Watching "Son of Saul" feels akin to being in hell, such is the honesty of this holocaust drama. The film-making is extraordinary in recreating the full horror of the death camps and delivering an intense cinematic experience while keeping the audience riveted to the screen. There's no looking away as we bear witness to it all through one man's eyes. We observe something more gruelling than any imagined living-torment; the overwhelming horror of an unimaginable hell on earth. Devastating.
The biography of Dalton Trumbo, a Hollywood screenwriter blacklisted for his political beliefs during the McCarthy era.
In this story, an important piece of film history is found in the hysteria of the 1940's and 50's that saw many in the industry tarred as red and barred from working for their political views. "Trumbo" speaks to the both fear and moral courage of the time, served with a generous sprinkle of humorous eccentricities. This is an engrossing tale of villains and egos with a well-acted cast of characters, each with an uncanny physical resemblance to the real person being portrayed. And the winner is...

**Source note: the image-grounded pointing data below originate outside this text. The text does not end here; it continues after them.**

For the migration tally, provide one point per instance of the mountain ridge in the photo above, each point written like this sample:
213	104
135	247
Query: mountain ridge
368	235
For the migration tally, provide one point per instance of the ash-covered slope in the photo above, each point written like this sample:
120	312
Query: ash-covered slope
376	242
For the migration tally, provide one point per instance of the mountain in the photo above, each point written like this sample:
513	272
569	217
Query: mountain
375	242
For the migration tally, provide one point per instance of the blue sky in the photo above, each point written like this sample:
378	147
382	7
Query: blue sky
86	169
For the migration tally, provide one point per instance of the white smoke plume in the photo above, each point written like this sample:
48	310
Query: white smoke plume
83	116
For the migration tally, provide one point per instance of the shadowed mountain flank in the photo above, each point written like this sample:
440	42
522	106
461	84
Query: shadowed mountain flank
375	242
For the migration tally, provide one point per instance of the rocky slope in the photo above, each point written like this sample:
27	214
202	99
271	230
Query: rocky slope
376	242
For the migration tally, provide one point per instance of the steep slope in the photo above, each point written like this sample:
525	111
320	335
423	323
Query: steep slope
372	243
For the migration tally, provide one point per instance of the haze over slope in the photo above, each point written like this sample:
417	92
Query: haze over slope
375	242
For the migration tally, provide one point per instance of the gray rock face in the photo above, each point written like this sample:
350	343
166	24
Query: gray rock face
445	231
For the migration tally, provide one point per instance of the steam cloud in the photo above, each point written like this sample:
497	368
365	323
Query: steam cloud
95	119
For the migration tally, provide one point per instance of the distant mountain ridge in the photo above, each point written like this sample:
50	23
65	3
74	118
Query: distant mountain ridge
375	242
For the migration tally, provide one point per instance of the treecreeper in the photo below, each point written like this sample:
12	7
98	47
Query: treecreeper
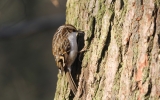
65	50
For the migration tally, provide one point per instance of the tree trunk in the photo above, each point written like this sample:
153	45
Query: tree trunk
122	57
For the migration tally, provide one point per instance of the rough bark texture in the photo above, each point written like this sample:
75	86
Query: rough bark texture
122	39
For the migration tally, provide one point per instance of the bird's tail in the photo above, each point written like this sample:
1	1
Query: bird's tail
72	84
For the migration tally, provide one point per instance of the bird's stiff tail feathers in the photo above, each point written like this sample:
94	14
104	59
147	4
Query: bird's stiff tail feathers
72	84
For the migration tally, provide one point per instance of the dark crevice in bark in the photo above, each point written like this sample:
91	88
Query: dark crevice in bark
149	90
92	30
108	39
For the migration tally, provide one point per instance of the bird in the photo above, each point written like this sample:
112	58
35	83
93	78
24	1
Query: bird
65	49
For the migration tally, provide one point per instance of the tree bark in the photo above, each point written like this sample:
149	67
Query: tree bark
122	57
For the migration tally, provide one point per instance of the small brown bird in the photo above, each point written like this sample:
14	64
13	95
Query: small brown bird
65	49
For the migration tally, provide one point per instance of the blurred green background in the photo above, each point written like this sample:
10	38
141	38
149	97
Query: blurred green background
27	67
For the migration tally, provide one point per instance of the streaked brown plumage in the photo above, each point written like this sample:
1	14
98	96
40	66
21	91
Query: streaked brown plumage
65	49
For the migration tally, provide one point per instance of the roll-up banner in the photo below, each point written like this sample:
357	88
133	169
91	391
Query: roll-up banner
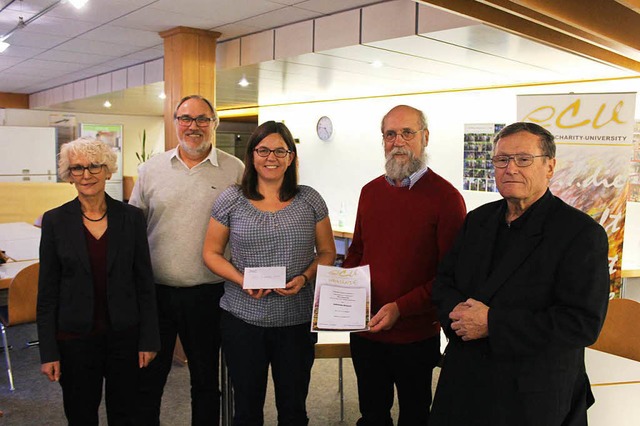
594	138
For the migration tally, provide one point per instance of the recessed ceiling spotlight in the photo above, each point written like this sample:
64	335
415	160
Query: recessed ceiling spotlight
78	3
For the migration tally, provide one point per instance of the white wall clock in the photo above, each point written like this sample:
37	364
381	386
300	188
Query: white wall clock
324	128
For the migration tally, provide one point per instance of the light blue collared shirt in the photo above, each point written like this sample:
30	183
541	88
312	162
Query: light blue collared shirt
409	181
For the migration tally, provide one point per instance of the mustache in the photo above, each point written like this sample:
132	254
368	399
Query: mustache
400	150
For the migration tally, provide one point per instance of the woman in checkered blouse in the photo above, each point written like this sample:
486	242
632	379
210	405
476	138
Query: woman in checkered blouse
269	220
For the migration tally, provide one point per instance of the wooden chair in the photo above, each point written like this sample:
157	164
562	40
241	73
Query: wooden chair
620	334
21	307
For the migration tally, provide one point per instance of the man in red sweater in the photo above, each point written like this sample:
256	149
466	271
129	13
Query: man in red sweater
407	220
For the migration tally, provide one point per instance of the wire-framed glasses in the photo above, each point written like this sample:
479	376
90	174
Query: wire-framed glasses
278	152
406	134
201	121
78	170
521	160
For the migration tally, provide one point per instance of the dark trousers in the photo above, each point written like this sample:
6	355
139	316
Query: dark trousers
248	351
380	366
193	313
85	363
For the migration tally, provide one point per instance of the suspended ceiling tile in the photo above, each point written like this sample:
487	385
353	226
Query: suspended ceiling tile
145	55
99	11
80	58
218	13
27	38
331	6
22	51
122	35
156	20
98	47
51	25
278	18
234	30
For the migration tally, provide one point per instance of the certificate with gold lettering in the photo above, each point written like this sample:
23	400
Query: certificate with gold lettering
342	299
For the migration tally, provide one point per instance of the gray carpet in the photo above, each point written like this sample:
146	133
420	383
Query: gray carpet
37	402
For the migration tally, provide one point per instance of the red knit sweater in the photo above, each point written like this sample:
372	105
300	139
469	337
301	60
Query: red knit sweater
402	234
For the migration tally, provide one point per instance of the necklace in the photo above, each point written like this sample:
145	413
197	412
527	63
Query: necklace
95	220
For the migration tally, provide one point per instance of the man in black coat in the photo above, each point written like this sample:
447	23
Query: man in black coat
521	294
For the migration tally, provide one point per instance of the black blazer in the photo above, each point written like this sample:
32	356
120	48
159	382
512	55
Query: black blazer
548	298
65	289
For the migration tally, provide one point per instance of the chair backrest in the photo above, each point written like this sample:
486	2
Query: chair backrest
620	334
23	296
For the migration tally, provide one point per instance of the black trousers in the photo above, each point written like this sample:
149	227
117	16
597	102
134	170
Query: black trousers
381	366
249	350
193	313
88	361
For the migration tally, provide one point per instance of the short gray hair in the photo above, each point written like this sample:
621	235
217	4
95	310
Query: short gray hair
94	150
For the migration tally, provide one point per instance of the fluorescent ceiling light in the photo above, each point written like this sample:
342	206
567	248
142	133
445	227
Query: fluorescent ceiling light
78	3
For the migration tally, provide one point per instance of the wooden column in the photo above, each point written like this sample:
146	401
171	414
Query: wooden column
189	69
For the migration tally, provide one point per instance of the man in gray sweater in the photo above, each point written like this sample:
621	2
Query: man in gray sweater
176	190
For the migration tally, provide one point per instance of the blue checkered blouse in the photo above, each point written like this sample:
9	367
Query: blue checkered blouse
259	239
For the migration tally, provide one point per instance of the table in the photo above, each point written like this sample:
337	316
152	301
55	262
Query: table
331	344
10	269
335	344
20	240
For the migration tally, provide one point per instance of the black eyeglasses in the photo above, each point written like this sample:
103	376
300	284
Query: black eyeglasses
78	170
406	134
521	160
278	152
186	120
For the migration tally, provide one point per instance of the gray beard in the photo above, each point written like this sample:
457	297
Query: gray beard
197	151
399	171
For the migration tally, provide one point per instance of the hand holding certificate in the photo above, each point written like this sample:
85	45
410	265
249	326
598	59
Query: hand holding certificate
263	278
342	299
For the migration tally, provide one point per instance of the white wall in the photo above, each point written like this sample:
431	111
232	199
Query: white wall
340	167
132	127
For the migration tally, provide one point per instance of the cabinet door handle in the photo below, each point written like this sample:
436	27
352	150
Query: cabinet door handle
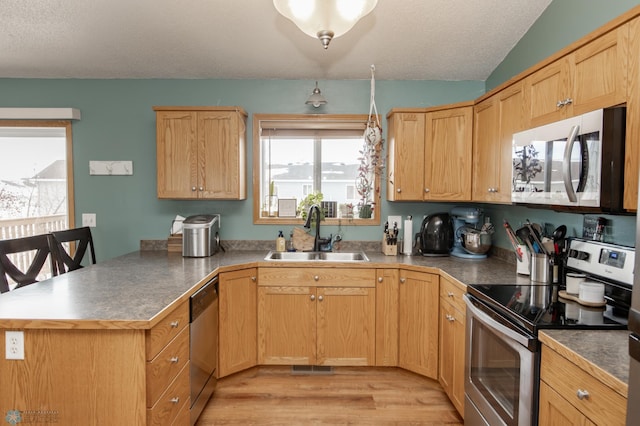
582	394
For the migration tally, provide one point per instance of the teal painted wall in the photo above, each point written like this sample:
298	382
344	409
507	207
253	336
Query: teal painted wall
118	123
562	23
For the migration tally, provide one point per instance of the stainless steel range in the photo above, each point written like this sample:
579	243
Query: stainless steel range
503	351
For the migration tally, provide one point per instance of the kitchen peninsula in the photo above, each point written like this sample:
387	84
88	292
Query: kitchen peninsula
92	336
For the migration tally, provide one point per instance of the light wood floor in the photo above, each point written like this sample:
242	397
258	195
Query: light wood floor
350	395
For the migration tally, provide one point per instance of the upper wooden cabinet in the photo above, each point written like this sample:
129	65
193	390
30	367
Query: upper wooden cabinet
593	76
632	144
201	152
430	154
494	122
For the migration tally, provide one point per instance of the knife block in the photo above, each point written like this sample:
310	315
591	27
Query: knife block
389	249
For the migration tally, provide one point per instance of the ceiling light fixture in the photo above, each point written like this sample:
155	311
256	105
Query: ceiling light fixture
324	19
316	99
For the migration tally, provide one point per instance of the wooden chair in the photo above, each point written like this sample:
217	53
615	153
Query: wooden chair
63	260
39	243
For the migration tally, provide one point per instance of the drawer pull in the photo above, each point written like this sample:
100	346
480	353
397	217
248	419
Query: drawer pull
582	394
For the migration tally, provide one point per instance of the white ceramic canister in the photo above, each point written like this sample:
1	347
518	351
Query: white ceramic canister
591	291
573	282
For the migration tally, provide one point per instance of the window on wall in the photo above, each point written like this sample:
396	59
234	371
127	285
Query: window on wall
36	182
302	159
35	177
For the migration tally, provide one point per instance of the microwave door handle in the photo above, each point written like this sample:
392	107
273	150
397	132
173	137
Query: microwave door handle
566	164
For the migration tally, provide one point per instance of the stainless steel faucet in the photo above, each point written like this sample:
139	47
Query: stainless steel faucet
315	209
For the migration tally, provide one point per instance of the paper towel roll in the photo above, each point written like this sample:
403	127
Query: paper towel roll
407	248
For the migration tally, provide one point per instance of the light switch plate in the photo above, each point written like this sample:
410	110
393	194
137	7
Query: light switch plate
123	168
89	219
14	344
396	219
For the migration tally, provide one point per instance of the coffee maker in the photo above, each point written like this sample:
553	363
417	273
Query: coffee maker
472	238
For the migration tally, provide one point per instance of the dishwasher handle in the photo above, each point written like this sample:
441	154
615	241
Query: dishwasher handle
203	298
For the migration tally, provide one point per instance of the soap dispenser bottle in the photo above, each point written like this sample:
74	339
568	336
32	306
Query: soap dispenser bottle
280	242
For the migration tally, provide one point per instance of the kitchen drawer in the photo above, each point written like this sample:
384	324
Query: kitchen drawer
168	328
165	411
453	292
164	367
316	277
184	416
602	406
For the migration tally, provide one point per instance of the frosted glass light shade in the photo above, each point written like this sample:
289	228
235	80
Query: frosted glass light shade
324	19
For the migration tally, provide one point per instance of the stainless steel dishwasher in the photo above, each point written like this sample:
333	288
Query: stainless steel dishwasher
203	345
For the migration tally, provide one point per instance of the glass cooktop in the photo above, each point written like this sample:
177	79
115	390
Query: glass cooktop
523	304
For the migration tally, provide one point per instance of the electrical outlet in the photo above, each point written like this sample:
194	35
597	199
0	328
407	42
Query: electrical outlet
89	219
396	219
14	344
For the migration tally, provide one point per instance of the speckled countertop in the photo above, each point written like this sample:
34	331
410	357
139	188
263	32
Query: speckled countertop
136	289
132	290
603	353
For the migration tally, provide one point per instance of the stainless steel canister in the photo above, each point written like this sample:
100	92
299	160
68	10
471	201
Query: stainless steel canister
200	235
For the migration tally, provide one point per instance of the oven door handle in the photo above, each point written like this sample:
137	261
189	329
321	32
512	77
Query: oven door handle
484	318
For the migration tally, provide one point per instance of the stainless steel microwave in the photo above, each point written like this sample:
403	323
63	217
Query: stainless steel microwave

In the 1950s a young Irish girl migrates to Brooklyn, where she must learn to fall on her feet.
"Brooklyn" is an old-fashioned, simple, and exquisitely told romance story. It's a gorgeous looking film with the perfect match of characters and locales. For most parts the film dailies along, anchored by mesmerising performances that bring it to life and draw the emotion. The lead features in almost every frame, and could not be better cast. Her portrayal is wonderful to watch, as we observe her character learn, grow and shine in the limelight. Immigrants unite... this is an incredibly charming voyage.
Michael Stone, an author on customer service, checks into a hotel and goes in search for some excitement to introduce to his relatively dull life.
"Anomalisa" is a curious observation of the mundanity of life, and the effect its simple premise will have on you is fascinating. It's a mesmerising stop-motion animation, and despite an unusual choice of visuals, it remains a deeply human story that deftly explores the beauty of romance in a largely uneventful day. In its search for meaning, there are many droll moments, but also scenes of personal insight that offer a profoundly relatable experience. A beautiful mystery.
Boston 2002 and a team of journalists investigate decades of sexual abuse by the clergy and its systemic cover-up by the Catholic Church.
The story is familiar, and "Spotlight" hammers home the betrayal of the communities where abuse was perpetrated, often within schools and always by people who were revered and implicitly trusted. The script is excellent, bringing both respect for the victims and damnation for the cover-up. The other point this movie drives is about the value of 'old school' investigative journalism, mostly thanks to an excellent cast and a few notepads (paper ones). Spot on.
1950s New York, a shy young woman and a sophisticated older woman discover a mutual attraction after an encounter in a department store.
"Carol" proves to be as complicated as it is elegant, with a constrained mood that reflects the conservative social mores of the period. The central romance requires a discretion that is perfectly captured by the director in a series of seductively framed small moments. Every element is exquisite, from the refined costumes to the vintage period set details. The desire and longing between the two women is so palpable you can feel your own heart aching. Adulation.